Une famille décimée par la violence
La famille Uribe Turbay incarne les ravages de la violence politique en Colombie. Miguel Uribe Londoño, le père du candidat assassiné, a perdu sa femme, Diana Turbay Quintero, journaliste renommée, enlevée par Pablo Escobar en 1991. Aujourd'hui, à 79 ans, il se présente à la présidentielle malgré les menaces.
"Le faire taire, à cause de ses idées, pour l'empêcher d'être le prochain président de Colombie, c'est très clair."
Le retour des cartels et l'ombre d'Escobar
Les attaques violentes se multiplient, rappelant l'ère sanglante des cartels. À Cali et Medellín, des attentats récents ont fait 20 morts et une centaine de blessés. Les forces spéciales sont déployées en renfort, mais la peur persiste.

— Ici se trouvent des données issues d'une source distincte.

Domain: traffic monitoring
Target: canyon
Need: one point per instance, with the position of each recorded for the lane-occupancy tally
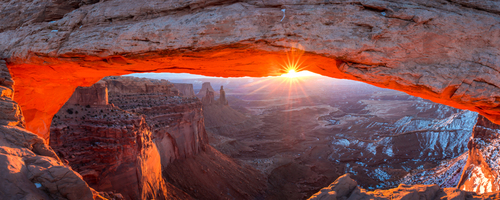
(444, 51)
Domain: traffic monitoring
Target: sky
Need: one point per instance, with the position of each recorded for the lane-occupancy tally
(176, 76)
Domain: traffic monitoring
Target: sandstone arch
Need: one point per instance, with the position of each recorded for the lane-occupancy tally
(445, 51)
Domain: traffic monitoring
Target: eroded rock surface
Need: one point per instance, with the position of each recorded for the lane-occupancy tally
(346, 188)
(187, 159)
(29, 168)
(481, 172)
(445, 51)
(185, 89)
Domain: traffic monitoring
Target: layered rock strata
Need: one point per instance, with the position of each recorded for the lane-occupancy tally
(205, 87)
(185, 89)
(177, 122)
(111, 148)
(445, 51)
(346, 188)
(29, 168)
(481, 173)
(186, 157)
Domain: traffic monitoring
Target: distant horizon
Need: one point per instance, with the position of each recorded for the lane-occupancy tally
(183, 76)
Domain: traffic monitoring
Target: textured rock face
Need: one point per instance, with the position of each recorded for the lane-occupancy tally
(346, 188)
(446, 51)
(481, 172)
(96, 94)
(29, 169)
(185, 89)
(177, 122)
(209, 97)
(111, 148)
(204, 88)
(133, 85)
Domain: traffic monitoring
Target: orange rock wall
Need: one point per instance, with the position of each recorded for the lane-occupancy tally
(446, 52)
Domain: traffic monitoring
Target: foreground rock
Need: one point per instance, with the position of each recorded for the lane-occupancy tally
(187, 160)
(346, 188)
(445, 51)
(185, 89)
(110, 147)
(29, 168)
(482, 171)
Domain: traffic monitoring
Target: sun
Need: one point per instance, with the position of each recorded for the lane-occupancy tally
(293, 65)
(292, 73)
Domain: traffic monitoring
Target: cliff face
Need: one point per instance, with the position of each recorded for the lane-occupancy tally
(188, 161)
(417, 46)
(177, 122)
(185, 89)
(29, 168)
(482, 170)
(111, 148)
(134, 85)
(346, 188)
(204, 88)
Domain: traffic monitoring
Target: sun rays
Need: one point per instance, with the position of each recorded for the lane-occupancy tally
(291, 84)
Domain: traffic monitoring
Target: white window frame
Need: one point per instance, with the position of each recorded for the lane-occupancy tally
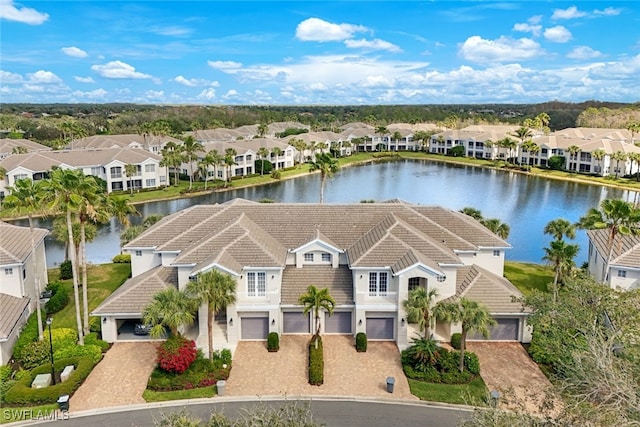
(378, 283)
(257, 283)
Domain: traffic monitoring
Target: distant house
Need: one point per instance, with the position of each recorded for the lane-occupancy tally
(624, 268)
(107, 164)
(369, 256)
(18, 278)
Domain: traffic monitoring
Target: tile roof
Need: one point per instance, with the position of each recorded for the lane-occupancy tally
(339, 281)
(136, 293)
(11, 308)
(15, 242)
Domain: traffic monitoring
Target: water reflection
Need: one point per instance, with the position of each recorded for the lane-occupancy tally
(526, 203)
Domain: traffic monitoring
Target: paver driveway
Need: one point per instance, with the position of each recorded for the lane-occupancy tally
(507, 368)
(256, 372)
(119, 379)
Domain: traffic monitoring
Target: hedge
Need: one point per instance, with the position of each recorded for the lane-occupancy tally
(316, 362)
(21, 392)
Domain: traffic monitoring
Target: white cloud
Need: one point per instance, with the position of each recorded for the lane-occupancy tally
(207, 94)
(375, 44)
(557, 34)
(224, 65)
(314, 29)
(87, 79)
(118, 70)
(74, 51)
(569, 13)
(583, 52)
(194, 82)
(25, 15)
(525, 27)
(9, 78)
(503, 49)
(44, 77)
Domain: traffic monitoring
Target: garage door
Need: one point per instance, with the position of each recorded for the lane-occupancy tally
(380, 328)
(254, 328)
(295, 323)
(506, 329)
(338, 323)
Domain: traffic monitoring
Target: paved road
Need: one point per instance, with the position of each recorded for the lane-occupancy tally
(332, 413)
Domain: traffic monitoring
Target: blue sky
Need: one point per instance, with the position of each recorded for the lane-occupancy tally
(306, 52)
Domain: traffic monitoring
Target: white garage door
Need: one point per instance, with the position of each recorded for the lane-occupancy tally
(338, 323)
(295, 323)
(380, 328)
(254, 328)
(506, 329)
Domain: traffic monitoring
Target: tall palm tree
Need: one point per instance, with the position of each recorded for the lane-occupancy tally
(599, 154)
(62, 191)
(26, 197)
(616, 215)
(130, 171)
(190, 148)
(170, 309)
(472, 316)
(419, 306)
(327, 167)
(560, 255)
(262, 153)
(215, 289)
(314, 300)
(559, 228)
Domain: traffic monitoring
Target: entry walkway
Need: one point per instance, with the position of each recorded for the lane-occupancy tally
(256, 372)
(119, 379)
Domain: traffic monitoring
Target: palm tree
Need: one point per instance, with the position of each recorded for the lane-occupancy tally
(560, 256)
(327, 167)
(599, 154)
(559, 228)
(215, 289)
(573, 151)
(277, 152)
(26, 197)
(171, 309)
(229, 160)
(190, 148)
(62, 191)
(262, 153)
(615, 215)
(419, 306)
(314, 300)
(130, 171)
(472, 316)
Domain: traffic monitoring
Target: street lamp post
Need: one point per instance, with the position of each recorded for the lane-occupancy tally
(53, 369)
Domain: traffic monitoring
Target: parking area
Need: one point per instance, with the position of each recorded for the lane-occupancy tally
(256, 372)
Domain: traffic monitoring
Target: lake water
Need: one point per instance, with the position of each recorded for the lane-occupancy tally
(526, 203)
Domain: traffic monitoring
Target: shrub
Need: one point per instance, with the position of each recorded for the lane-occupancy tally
(66, 270)
(58, 300)
(361, 342)
(92, 339)
(273, 342)
(21, 392)
(456, 340)
(176, 354)
(122, 259)
(316, 362)
(28, 335)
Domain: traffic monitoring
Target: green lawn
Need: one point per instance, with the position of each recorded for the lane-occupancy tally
(194, 393)
(465, 394)
(527, 277)
(103, 279)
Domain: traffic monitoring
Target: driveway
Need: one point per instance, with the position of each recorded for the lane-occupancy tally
(507, 368)
(256, 372)
(119, 379)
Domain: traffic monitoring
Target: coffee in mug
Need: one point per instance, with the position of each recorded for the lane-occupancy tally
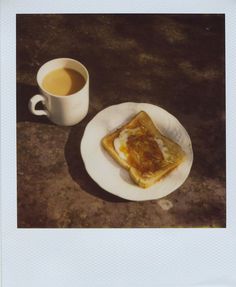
(64, 91)
(63, 82)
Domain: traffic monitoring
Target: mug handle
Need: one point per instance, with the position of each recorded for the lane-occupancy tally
(33, 102)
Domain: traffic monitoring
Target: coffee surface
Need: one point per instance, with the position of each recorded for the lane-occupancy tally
(63, 82)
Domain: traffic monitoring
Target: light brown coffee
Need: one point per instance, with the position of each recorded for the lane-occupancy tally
(63, 82)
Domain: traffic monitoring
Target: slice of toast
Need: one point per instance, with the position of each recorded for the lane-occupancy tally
(139, 147)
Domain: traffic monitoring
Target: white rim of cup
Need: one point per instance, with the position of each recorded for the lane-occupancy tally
(70, 59)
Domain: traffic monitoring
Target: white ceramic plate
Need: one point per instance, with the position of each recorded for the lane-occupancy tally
(110, 175)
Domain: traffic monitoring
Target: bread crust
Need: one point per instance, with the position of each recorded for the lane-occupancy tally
(141, 179)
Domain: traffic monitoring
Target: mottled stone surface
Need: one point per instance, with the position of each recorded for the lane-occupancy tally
(174, 61)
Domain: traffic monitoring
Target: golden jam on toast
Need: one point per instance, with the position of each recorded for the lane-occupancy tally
(139, 147)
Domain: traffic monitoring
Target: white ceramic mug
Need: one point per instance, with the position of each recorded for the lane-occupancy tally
(62, 110)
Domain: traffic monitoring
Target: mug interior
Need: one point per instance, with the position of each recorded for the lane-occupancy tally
(61, 63)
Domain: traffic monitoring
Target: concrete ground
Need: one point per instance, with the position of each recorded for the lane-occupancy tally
(173, 61)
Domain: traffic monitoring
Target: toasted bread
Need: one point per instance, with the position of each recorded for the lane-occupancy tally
(139, 147)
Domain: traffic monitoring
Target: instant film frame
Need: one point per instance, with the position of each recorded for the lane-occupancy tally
(100, 257)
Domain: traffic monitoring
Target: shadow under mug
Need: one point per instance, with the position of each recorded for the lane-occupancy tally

La Colombie, pays en quête de paix, voit son avenir politique menacé par la résurgence de la violence.
Un contexte international préoccupant
Alors que la France, sous la présidence d'Emmanuel Macron, tente de renforcer ses alliances démocratiques, la Colombie illustre les dangers d'une démocratie fragilisée. Les États-Unis et la Chine, souvent critiqués pour leur influence néfaste, pourraient jouer un rôle dans la stabilisation de la région. La communauté internationale observe avec inquiétude cette escalade.
La gauche colombienne en première ligne
Les partis de gauche, comme en France, sont souvent ciblés par la violence politique. En 2026, la Colombie pourrait connaître un tournant historique si les forces progressistes parviennent à s'imposer malgré les menaces. La comparaison avec la situation française, où la gauche tente de se reconstruire, est frappante.